Error in CNV Calling with Annotation
2.4 years ago
wei.wei ▴ 10

Hi, I was trying to call CNV in yeast genomes by running batch Sample1.bam Sample2.bam -n Control1.bam Control2.bam -m wgs -f sacCer.fasta --annotate refFlat.txt

command, but I ran into the error below:

Traceback (most recent call last):
  File "/Users/wwei/anaconda2/bin/", line 13, in <module>
  File "/Users/wwei/anaconda2/lib/python2.7/site-packages/cnvlib/", line 113, in _cmd_batch
    args.count_reads, args.method)
  File "/Users/wwei/anaconda2/lib/python2.7/site-packages/cnvlib/", line 74, in batch_make_reference
    bam_fname, *autobin_args, bp_per_bin=50000.)
  File "/Users/wwei/anaconda2/lib/python2.7/site-packages/cnvlib/", line 96, in do_autobin
    tgt_bin_size = depth2binsize(tgt_depth, target_min_size, target_max_size)
  File "/Users/wwei/anaconda2/lib/python2.7/site-packages/cnvlib/", line 62, in depth2binsize
    bin_size = int(round(bp_per_bin / depth))
    ValueError: cannot convert float NaN to integer

When I omit the --annotate option, it worked fine and I was able to obtain the .cnr and .cns files. Just wondering if anyone has ever encountered similar issues and if there's anything I could do about it. Thank you.

2.3 years ago
Eric T. ★ 2.7k

Thanks for reporting, I've filed this issue in the project's GitHub repo:

It looks like the autobin step here ran into a NaN when doing some basic arithmetic with bin depths to estimate a reasonable average bin size. It's surprising that --annotate is responsible for the crash, as autobin shouldn't be doing anything with gene names.

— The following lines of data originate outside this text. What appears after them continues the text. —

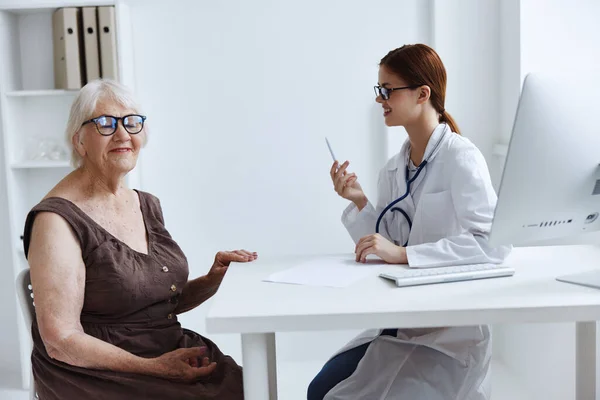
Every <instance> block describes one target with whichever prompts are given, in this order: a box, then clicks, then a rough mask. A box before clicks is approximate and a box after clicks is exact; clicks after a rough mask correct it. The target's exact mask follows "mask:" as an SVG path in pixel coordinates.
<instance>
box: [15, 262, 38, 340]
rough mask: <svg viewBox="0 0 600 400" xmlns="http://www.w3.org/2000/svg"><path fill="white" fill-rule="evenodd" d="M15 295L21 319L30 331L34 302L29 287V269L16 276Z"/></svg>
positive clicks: (33, 308)
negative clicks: (21, 318) (19, 310)
mask: <svg viewBox="0 0 600 400" xmlns="http://www.w3.org/2000/svg"><path fill="white" fill-rule="evenodd" d="M17 294H18V296H19V302H20V303H21V309H22V310H23V318H25V325H26V326H27V329H31V323H32V322H33V319H34V318H35V302H34V300H33V288H32V287H31V276H30V275H29V268H27V269H24V270H23V271H21V272H19V275H18V276H17Z"/></svg>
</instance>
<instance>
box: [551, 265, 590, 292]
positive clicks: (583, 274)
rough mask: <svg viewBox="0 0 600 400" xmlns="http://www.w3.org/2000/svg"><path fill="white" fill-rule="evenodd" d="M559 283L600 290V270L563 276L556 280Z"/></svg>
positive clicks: (559, 277)
mask: <svg viewBox="0 0 600 400" xmlns="http://www.w3.org/2000/svg"><path fill="white" fill-rule="evenodd" d="M556 280H557V281H560V282H566V283H574V284H575V285H581V286H587V287H591V288H595V289H600V269H599V270H592V271H587V272H580V273H577V274H572V275H563V276H559V277H558V278H556Z"/></svg>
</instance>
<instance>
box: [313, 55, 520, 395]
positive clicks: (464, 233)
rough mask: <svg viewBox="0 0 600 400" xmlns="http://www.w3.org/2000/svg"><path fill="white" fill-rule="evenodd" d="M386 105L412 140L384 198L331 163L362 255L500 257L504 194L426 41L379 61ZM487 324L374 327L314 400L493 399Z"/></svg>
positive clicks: (390, 164) (426, 262) (382, 194)
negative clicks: (500, 225)
mask: <svg viewBox="0 0 600 400" xmlns="http://www.w3.org/2000/svg"><path fill="white" fill-rule="evenodd" d="M375 90H376V94H377V102H378V103H380V104H381V105H382V107H383V115H384V118H385V123H386V125H388V126H403V127H404V128H405V129H406V131H407V132H408V139H407V140H406V142H405V143H404V145H403V146H402V148H401V150H400V152H399V153H398V154H397V155H396V156H394V157H392V158H391V159H390V160H389V161H388V162H387V164H386V165H385V166H384V167H383V169H382V170H381V171H380V173H379V180H378V198H377V203H376V204H372V203H371V202H370V201H369V200H368V199H367V197H366V196H365V194H364V193H363V191H362V189H361V187H360V185H359V183H358V180H357V177H356V175H355V174H354V173H348V172H346V169H347V167H348V161H346V162H345V163H343V164H342V165H341V166H339V165H338V163H337V161H336V162H335V163H334V164H333V166H332V167H331V171H330V173H331V179H332V180H333V184H334V187H335V191H336V192H337V193H338V194H339V195H340V196H342V197H343V198H345V199H348V200H350V201H351V204H350V205H349V206H348V208H346V210H345V211H344V212H343V215H342V222H343V223H344V225H345V227H346V229H347V230H348V232H349V233H350V235H351V236H352V239H353V240H354V242H355V243H356V248H355V253H356V260H357V261H360V262H364V261H365V260H366V257H367V256H368V255H369V254H374V255H376V256H378V257H380V258H381V259H383V260H385V261H386V262H388V263H393V264H408V265H409V266H410V267H412V268H425V267H441V266H449V265H455V264H473V263H501V262H502V261H503V260H504V258H505V257H506V256H507V255H508V253H509V252H510V247H491V246H489V245H488V243H487V237H488V234H489V231H490V227H491V224H492V217H493V212H494V208H495V206H496V199H497V198H496V193H495V192H494V189H493V187H492V184H491V181H490V176H489V172H488V168H487V165H486V162H485V159H484V158H483V156H482V155H481V153H480V152H479V150H478V149H477V148H476V147H475V146H474V145H473V144H472V143H471V142H470V141H469V140H468V139H466V138H464V137H462V136H460V133H459V130H458V127H457V126H456V124H455V122H454V120H453V119H452V117H451V116H450V114H448V113H447V112H446V110H445V109H444V101H445V94H446V93H445V92H446V70H445V68H444V65H443V64H442V61H441V60H440V58H439V56H438V55H437V54H436V52H435V51H434V50H433V49H431V48H430V47H428V46H425V45H422V44H416V45H405V46H402V47H400V48H398V49H395V50H392V51H390V52H389V53H388V54H387V55H386V56H385V57H384V58H383V59H382V60H381V63H380V67H379V84H378V85H377V86H376V87H375ZM490 356H491V342H490V329H489V327H488V326H466V327H447V328H429V329H384V330H371V331H366V332H364V333H362V334H361V335H359V336H358V337H357V338H355V339H354V340H352V341H351V342H350V343H348V344H347V345H346V346H345V347H344V348H342V349H341V350H340V351H339V352H338V353H337V354H336V355H335V356H334V357H333V358H331V359H330V360H329V361H328V362H327V363H326V364H325V366H324V367H323V369H322V370H321V371H320V372H319V374H318V375H317V376H316V377H315V378H314V380H313V381H312V382H311V384H310V386H309V388H308V400H317V399H318V400H322V399H325V400H350V399H371V400H384V399H388V400H391V399H411V400H416V399H423V400H425V399H426V400H447V399H455V400H484V399H485V400H488V399H489V398H490Z"/></svg>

Once you've determined a reasonable average bin size, do you still see the crash with batch ... --target-avg-size=<that-bin-size> --annotate?

Hi, thanks for the help. When I used --target-avg-size option it told me the real issue was that the chromosome names did not match in my input I was able to fix that. I don't know why it threw me a bin size error in the beginning.

5 weeks ago
linehammer ▴ 10

You can avoid this with a mask method. Note first that in python NaN is defined as the number which is not equal to itself:

float('nan') == float('nan')      

The "ValueError: cannot convert float NaN to integer" raised because of Pandas doesn't have the ability to store NaN values for integers. From Pandas v0.24, introduces Nullable Integer Data Types which allows integers to coexist with NaNs. This does allow integer NaNs . This is the pandas integer, instead of the numpy integer. So, use Nullable Integer Data Types (e.g. Int64).


NB: You have to go through numpy float first and then to nullable Int32, for some reason.